Legislation has been introduced in Congress to undo what would prove to be a crippling if not fatal tax that the IRS has imposed on small businesses.

Called the Small Business Healthcare Relief Act, it would amend the IRS code and the Affordable Care Act to allow businesses with fewer than 50 employees to make contributions to employees to defray their health-care costs.

Aldridge said he is hopeful that the legislation will be approved because there is “significant bipartisan support” in Congress.

The law would require that employees prove they have individual health policies in line with the Affordable Care Act — which had specifically excluded businesses with fewer than 50 employees from the health-care mandate.

But the IRS said that many of those businesses were, in effect, engaging in unsanctioned group policies by subsidizing their employees.

House Resolution 2911 and Senate Bill 1697 are in committee in their respective houses. Efforts to contact Rep. Charles Boustany, R-La., lead sponsor on the House measure, were unsuccessful.

“I don’t anyone thought it would be a good idea to punish small employers for doing what doing what everybody in Washington claims to want,” said Jack Mozloom, national media director for the National Federation of Independent Businesses.

“It’s a strange interpretation by the IRS because that’s precisely the consequence, because they are punishing employers who cannot afford to buy a group plan,” Mozloom said in an interview.  “And not only are they punishing them heavily but far more heavily than they’re punishing far larger employers who simply opt not to provide any insurance at all.”

The fine called for under the Affordable Care Act for employers with more than 50 workers  is $2,000 per worker per year. The tax that stands to be imposed on the small employers is 18 times that, $36,500 per worker per year, Mozloom noted.

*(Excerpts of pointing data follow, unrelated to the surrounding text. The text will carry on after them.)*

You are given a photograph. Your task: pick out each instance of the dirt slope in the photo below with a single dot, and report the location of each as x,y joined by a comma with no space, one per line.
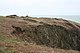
49,32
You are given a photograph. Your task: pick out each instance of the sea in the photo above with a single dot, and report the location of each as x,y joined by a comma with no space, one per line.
75,18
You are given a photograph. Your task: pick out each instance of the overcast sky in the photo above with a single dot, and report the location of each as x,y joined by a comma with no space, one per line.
40,7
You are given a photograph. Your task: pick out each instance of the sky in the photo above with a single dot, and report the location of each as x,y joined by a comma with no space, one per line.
40,7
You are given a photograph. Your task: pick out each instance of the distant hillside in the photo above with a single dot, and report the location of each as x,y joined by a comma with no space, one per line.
45,32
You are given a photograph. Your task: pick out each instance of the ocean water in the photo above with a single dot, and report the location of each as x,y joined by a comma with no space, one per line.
75,18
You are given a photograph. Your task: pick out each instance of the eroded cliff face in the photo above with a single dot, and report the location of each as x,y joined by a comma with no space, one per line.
55,33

The IRS did not respond to a question posed to them by the Mississippi Business Journal as to why the rule was imposed.

The NFIB likewise got no answer to that question, Mozloom said.

“My guess is it’s a natural bureaucratic instinct when confronted with something they don’t understand and can’t keep track of, they just simply think: ‘Well, we’ll just ban it.’”

“They realized that they are potentially hundreds of thousands of small-business owners in this situation acting sort of anonymously without their supervision or approval.”